User-supplied API keys for Claude are stored the same way. This also resolves the cost question neatly: Spensy doesn't pay Anthropic — users bring their own API keys. It keeps the unit economics clean and means I'm not on the hook for API costs as usage grows for now. That said, asking users to source their own API key on day one is real onboarding friction — the kind that loses people before they've seen the product work. The likely fix is a freemium tier where Spensy absorbs a limited number of extractions, with users supplying their own key once they're invested enough to bother.
Deployment: Railway
I went with Railway from the start. The reasons were cost and simplicity — the free tier is generous for a hobby project, Postgres is a one-click add-on, and the dashboard stays out of your way.
It's not a considered architectural choice. Railway won on ease and price for a project at this stage. If Spensy ever needs to handle real traffic or stricter data residency requirements, this would need to be revisited — but that's a future problem.
The category system
Transactions are tagged with an 8-digit category code — two reserved prefix digits, two base digits (the broad category), and four detail digits (the subcategory). There are eleven base categories: household, food, transport, health, entertainment, education, finance, travel, income, investment, and uncategorized.
Claude assigns these codes during extraction. The base and detail codes are stored as PostgreSQL generated columns derived from the full code, which keeps filtering and indexing clean without denormalizing the data model.
The current approach works for common transaction types but has obvious limits. Indian bank statements have idiosyncratic merchant naming — the same UPI payee can appear under a dozen different string representations across different statements. Claude handles the obvious cases well, but edge cases leak into "uncategorized" more than I'd like.
What's next
Three things are on the roadmap.
Better categorization logic. Right now, categorization is entirely Claude's inference at extraction time with no feedback loop. Users can see their categories but can't easily correct them at scale, and the system doesn't learn from corrections. The right fix is a merchant resolution layer — a normalized merchant database that maps raw payee strings to known entities — with Claude as the fallback for unknowns. Corrections should feed back into that layer.
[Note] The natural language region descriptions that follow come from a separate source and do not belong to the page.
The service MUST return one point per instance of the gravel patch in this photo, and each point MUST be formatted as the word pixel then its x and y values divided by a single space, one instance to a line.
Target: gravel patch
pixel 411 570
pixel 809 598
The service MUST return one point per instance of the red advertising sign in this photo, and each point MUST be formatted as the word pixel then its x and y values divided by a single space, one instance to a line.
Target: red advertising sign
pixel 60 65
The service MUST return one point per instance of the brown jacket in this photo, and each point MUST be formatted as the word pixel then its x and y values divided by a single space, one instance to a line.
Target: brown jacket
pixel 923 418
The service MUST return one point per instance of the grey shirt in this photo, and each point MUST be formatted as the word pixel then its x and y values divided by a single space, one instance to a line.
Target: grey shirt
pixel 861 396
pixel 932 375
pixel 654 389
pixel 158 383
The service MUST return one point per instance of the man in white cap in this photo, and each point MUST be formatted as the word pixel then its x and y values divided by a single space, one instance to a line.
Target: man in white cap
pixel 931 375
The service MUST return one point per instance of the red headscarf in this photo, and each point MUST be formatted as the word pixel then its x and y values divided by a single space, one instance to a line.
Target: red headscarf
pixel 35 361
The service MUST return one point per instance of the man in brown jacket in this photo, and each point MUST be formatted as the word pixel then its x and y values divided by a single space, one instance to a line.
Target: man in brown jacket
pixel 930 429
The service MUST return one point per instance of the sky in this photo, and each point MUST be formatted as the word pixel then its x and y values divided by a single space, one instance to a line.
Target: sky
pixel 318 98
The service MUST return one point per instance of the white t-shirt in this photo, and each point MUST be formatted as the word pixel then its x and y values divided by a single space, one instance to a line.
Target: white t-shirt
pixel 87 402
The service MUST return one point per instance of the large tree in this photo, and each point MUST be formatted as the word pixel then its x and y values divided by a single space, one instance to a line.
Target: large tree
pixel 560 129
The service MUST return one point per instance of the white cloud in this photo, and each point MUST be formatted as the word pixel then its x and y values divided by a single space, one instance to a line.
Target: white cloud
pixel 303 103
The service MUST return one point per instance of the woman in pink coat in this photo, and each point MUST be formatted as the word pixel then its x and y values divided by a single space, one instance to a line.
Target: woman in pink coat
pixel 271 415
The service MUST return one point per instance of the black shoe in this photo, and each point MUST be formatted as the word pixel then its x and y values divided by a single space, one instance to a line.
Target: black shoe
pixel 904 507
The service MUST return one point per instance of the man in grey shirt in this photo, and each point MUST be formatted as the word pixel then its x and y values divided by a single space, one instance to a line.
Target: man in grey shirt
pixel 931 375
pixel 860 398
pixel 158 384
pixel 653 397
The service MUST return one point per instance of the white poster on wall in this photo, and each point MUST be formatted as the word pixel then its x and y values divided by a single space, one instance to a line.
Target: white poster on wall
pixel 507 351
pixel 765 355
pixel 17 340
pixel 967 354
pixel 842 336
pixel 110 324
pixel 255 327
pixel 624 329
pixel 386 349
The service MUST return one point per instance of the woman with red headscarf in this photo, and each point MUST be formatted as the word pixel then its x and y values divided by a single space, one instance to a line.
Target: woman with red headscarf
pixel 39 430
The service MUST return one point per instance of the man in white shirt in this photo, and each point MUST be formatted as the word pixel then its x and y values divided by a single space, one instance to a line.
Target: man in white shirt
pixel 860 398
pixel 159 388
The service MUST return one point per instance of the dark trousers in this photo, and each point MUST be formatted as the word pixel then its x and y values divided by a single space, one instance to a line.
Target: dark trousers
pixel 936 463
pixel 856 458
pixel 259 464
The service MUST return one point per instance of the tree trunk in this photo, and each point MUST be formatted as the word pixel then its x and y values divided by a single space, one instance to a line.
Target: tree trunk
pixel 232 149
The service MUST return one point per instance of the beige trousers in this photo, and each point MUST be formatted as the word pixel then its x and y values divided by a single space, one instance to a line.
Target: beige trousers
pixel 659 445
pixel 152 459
Surfacing insights. The transaction data exists; the product doesn't yet do much with it. Month-over-month comparisons, subscription detection, spending anomalies, budget tracking against categories — none of this is built yet. The data model is designed to support it (the indexed category and date columns exist for this reason), but the query and display layer is missing. This is the next meaningful user-facing addition.
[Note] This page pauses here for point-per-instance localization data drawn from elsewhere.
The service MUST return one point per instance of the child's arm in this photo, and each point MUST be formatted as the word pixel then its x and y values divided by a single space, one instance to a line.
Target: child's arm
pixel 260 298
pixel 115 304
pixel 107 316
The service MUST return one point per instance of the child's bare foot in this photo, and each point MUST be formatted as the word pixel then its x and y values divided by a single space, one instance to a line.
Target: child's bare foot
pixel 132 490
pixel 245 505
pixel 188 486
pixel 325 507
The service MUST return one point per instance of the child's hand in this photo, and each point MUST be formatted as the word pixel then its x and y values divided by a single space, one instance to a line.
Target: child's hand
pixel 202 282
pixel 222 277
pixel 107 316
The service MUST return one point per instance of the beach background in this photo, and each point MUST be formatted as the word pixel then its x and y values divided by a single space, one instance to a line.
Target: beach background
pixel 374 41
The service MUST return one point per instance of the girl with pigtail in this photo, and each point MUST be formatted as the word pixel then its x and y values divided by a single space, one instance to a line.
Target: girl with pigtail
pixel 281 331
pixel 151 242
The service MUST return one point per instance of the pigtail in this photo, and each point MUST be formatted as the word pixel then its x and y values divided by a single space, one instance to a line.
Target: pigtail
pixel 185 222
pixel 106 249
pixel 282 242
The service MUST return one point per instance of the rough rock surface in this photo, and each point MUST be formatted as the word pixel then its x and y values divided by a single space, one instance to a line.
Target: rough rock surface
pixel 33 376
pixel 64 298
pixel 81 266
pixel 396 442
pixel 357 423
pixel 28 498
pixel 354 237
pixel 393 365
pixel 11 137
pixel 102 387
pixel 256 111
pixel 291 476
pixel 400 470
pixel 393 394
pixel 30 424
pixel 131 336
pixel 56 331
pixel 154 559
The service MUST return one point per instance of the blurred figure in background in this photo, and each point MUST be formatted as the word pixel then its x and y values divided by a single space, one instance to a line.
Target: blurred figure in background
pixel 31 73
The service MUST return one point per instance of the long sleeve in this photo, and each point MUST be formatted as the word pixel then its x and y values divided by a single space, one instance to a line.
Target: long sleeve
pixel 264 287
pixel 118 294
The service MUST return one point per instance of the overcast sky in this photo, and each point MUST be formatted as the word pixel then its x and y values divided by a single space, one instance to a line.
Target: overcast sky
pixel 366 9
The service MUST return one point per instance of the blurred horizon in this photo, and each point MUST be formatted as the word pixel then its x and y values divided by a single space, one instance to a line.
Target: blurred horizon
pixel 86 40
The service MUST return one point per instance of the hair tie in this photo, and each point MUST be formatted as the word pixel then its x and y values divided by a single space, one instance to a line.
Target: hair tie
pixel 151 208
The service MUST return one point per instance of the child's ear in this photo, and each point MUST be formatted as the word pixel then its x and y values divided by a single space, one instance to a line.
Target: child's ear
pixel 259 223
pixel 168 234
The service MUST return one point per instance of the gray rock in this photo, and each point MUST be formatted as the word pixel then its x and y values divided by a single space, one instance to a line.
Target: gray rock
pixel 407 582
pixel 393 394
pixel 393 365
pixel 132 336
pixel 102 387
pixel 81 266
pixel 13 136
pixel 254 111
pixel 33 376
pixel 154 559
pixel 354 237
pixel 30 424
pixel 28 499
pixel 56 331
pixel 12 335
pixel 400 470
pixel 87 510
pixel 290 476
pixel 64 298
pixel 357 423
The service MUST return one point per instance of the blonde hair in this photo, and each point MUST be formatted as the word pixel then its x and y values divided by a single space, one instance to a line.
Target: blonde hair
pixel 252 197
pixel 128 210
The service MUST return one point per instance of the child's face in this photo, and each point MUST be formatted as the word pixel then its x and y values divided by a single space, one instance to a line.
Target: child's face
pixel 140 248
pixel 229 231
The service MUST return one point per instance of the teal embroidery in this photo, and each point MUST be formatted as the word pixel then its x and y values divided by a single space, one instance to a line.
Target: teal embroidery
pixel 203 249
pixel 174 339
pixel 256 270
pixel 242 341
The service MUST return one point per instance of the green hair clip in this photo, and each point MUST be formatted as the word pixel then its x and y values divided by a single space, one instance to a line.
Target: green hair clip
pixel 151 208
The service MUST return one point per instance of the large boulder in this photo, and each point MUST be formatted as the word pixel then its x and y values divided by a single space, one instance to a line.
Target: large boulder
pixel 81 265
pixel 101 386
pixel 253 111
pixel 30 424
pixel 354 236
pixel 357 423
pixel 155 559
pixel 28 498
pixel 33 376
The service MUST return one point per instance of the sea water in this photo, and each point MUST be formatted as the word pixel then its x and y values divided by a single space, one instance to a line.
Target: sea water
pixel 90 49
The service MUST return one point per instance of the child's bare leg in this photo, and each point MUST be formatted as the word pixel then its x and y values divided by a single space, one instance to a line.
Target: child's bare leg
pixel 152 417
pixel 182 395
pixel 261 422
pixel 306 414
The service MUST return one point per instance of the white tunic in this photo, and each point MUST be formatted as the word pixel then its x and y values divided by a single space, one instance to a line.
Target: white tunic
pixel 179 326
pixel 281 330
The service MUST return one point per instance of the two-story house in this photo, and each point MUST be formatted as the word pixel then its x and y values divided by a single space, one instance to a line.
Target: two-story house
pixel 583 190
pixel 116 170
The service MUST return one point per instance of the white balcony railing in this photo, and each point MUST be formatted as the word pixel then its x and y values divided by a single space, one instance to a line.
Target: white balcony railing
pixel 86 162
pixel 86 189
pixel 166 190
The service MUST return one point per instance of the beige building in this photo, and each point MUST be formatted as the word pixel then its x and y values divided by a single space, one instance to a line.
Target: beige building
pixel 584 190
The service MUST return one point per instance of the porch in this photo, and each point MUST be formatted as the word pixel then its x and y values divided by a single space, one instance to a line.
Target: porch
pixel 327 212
Minimising LLM API calls. Every upload currently sends a full Claude API call. For statements with hundreds of transactions, this is expensive in tokens. The goal is to get smarter about what actually needs to go to Claude: known merchants can be resolved locally, structured PDFs can have transactions extracted deterministically before LLM touch, and batch processing could reduce the number of round-trips for multi-statement uploads. Claude should be the exception handler, not the default path.
The foundation is solid. The next phase is making it genuinely useful rather than just technically functional.